Another study found creativity to be greater in individuals who present with minor schizoid symptoms (schizotypal) than in either normal or schizophrenic individuals.
While divergent thinking was associated with bilateral activation of the prefrontal cortex, schizotypal individuals were found to have much greater activation of their right prefrontal cortex.
During times of stress even those with integrated brain hemispheres, tend to favor their right hemisphere and can become swept up in their richly emotionally Contexualized memories. Left hemispheric dominant individuals, under stress, are drawn into their fact based semantic memory and can seem very legalistic and reasonable, though they lack the potency or passion that their episodic memories would provide them.
An integrated neocortex, and ultimately integration of the entire brain, allows for divergent imaginative thinking and true healthy creativity. A polarized cerebrum, where the left or right hemispheres function in isolation particularly in times of severe stress, presents as one form or another as what we would label as acute mental dis-ease.
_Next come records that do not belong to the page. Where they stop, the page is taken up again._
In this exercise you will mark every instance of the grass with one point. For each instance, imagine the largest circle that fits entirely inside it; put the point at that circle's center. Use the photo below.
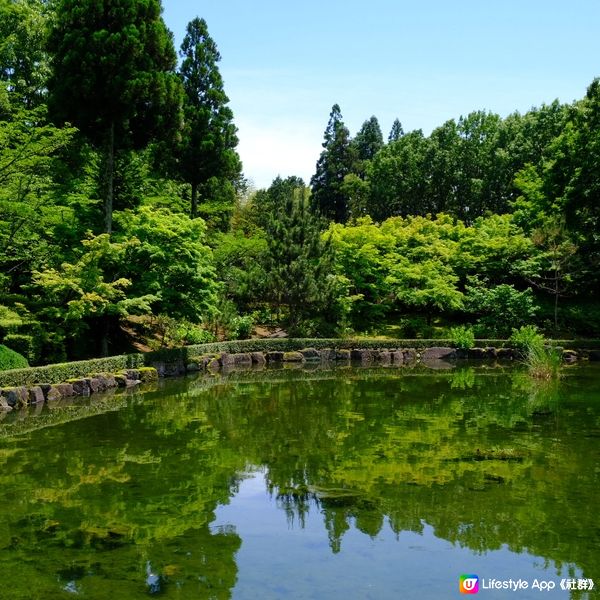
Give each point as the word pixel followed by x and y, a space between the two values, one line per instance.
pixel 543 362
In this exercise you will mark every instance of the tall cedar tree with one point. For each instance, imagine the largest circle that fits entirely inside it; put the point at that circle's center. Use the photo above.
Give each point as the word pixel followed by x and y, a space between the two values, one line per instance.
pixel 396 132
pixel 23 59
pixel 336 161
pixel 367 142
pixel 113 77
pixel 209 136
pixel 299 262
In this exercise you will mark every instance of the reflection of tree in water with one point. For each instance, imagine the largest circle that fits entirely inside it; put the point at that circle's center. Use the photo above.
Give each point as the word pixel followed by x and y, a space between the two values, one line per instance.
pixel 118 509
pixel 487 460
pixel 476 456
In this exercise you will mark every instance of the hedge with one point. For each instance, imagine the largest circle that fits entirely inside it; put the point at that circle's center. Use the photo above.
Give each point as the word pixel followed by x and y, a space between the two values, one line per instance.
pixel 11 359
pixel 61 372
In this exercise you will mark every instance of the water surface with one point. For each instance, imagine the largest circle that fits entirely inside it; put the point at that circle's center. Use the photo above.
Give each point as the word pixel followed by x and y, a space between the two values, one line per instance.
pixel 348 483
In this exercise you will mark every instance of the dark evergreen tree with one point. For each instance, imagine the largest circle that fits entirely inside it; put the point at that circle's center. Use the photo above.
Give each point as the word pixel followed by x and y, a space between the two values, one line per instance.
pixel 369 140
pixel 209 140
pixel 23 58
pixel 336 161
pixel 113 77
pixel 299 262
pixel 397 132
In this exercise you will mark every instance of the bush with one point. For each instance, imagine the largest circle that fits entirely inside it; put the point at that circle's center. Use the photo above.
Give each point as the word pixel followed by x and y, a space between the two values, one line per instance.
pixel 21 375
pixel 526 337
pixel 242 327
pixel 500 308
pixel 23 344
pixel 463 337
pixel 543 362
pixel 9 359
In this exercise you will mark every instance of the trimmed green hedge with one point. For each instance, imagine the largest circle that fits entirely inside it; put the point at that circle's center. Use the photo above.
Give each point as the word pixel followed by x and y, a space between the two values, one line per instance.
pixel 10 359
pixel 61 372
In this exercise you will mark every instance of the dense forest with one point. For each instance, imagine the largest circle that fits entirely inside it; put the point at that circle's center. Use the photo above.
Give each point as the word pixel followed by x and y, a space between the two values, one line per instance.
pixel 125 213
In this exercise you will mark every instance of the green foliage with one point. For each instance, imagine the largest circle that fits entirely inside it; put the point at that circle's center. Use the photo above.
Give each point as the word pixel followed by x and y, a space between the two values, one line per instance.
pixel 336 161
pixel 28 212
pixel 208 142
pixel 23 60
pixel 10 320
pixel 498 308
pixel 178 333
pixel 9 359
pixel 90 287
pixel 299 263
pixel 168 262
pixel 526 337
pixel 463 337
pixel 243 326
pixel 543 362
pixel 113 78
pixel 72 370
pixel 26 345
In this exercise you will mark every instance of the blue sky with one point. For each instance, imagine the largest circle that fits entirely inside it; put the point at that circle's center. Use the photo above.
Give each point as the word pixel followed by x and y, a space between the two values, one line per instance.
pixel 286 64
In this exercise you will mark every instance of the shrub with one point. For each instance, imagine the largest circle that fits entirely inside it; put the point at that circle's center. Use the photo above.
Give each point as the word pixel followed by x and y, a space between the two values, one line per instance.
pixel 23 344
pixel 463 337
pixel 543 362
pixel 9 359
pixel 242 327
pixel 500 307
pixel 525 338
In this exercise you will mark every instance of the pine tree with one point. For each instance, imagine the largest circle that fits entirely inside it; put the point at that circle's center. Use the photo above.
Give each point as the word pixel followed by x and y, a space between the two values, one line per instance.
pixel 299 262
pixel 369 140
pixel 209 136
pixel 113 77
pixel 397 132
pixel 336 161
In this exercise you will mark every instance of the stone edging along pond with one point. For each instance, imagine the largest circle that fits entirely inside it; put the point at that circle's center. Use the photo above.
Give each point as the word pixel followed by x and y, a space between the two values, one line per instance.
pixel 22 387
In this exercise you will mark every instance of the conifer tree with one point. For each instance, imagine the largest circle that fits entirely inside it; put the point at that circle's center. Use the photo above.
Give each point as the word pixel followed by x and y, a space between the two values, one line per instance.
pixel 209 137
pixel 369 140
pixel 299 262
pixel 113 77
pixel 397 132
pixel 336 161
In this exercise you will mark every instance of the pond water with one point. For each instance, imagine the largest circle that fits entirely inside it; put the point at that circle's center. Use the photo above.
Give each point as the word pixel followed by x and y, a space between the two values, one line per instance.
pixel 344 483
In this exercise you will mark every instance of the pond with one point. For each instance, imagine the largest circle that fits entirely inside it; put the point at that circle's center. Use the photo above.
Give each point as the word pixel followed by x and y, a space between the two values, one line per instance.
pixel 343 483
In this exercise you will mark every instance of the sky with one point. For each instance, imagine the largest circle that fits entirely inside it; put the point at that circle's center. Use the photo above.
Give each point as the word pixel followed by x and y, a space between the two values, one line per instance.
pixel 285 64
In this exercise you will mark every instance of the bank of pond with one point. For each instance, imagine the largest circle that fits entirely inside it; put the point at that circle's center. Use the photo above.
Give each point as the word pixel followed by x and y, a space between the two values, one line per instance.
pixel 305 479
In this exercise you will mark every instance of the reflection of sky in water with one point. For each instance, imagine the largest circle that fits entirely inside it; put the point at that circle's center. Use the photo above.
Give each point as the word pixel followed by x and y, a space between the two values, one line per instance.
pixel 280 559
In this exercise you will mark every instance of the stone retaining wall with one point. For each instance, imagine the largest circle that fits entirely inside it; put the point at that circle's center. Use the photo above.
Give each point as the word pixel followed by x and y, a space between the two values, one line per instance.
pixel 17 397
pixel 21 396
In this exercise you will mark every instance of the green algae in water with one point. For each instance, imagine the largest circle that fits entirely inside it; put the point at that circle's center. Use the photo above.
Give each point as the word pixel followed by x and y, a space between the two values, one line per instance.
pixel 324 484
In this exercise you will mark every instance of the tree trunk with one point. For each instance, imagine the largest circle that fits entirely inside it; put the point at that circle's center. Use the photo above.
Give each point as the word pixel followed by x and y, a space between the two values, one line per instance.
pixel 194 210
pixel 110 179
pixel 105 336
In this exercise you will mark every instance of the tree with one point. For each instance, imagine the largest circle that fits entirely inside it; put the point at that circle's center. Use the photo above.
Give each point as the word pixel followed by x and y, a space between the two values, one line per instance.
pixel 171 262
pixel 555 264
pixel 209 140
pixel 23 59
pixel 396 132
pixel 369 140
pixel 398 178
pixel 89 293
pixel 28 213
pixel 336 161
pixel 113 77
pixel 299 265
This study hypothesizes that such individuals are better at accessing both hemispheres, allowing them to make novel associations at a faster rate. Their brain speed is greatly enhanced upon hempisperical integration and creativity provides those with integrated brains a positive feedback when creativity is released.
In agreement with this hypothesis, ambidexterity (both hands, both hemispheres) is also associated with schizotypal and schizophrenic individuals.
Three recent studies by Mark Batey and Adrian Furnham have demonstrated the relationships between schizotypal and hypomanic personality and several different measures of creativity.
Hypomania is a result of a usurped superego, and a shadow/ego integrating psyche, without the concomitant integration of the two brain hemispheres and an adequate intrinsic motivation required from a strengthened identity. Too much energy is available, without enough free flow or speed of brain processing, due to disparate right and left hemispherical circuitry inconsistencies.
Particularly strong links have been identified between creativity and mood disorders, particularly manic-depressive disorder (a.k.a. bipolar disorder) and depressive disorder (a.k.a. unipolar disorder).
These are often misidentifications, or misdiagnoses of the creative process by ignorant mental health professionals, as these are manifestations of asymmetrical hemispherical inconsistencies with concomitant excessive psychic energy release.
In Touched with Fire: Manic-Depressive Illness and the Artistic Temperament, Kay Redfield Jamison summarizes studies of mood-disorder rates in writers, poets and artists.
She also explores research that identifies mood disorders in such famous writers and artists as Ernest Hemingway (who shot himself after electroconvulsive treatment), Virginia Woolf (who drowned herself when she felt a depressive episode coming on), composer Robert Schumann (who died in a mental institution), and even the famed visual artist Michelangelo.
Another study involving more than one million people, conducted by Swedish researchers at the Karolinska Institute, reported a number of correlations between creative occupations and mental illnesses.
Writers had a higher risk of anxiety and bipolar disorders, schizophrenia, unipolar depression, and substance abuse, and were almost twice as likely as the general population to kill themselves.
Dancers and photographers were also more likely to have bipolar disorder.
According to psychologist Robert Epstein, PhD, creativity can be obstructed through stress. Like any other human expression, creativity must necessarily become obstructed when we allow external concerns to usurp our focus.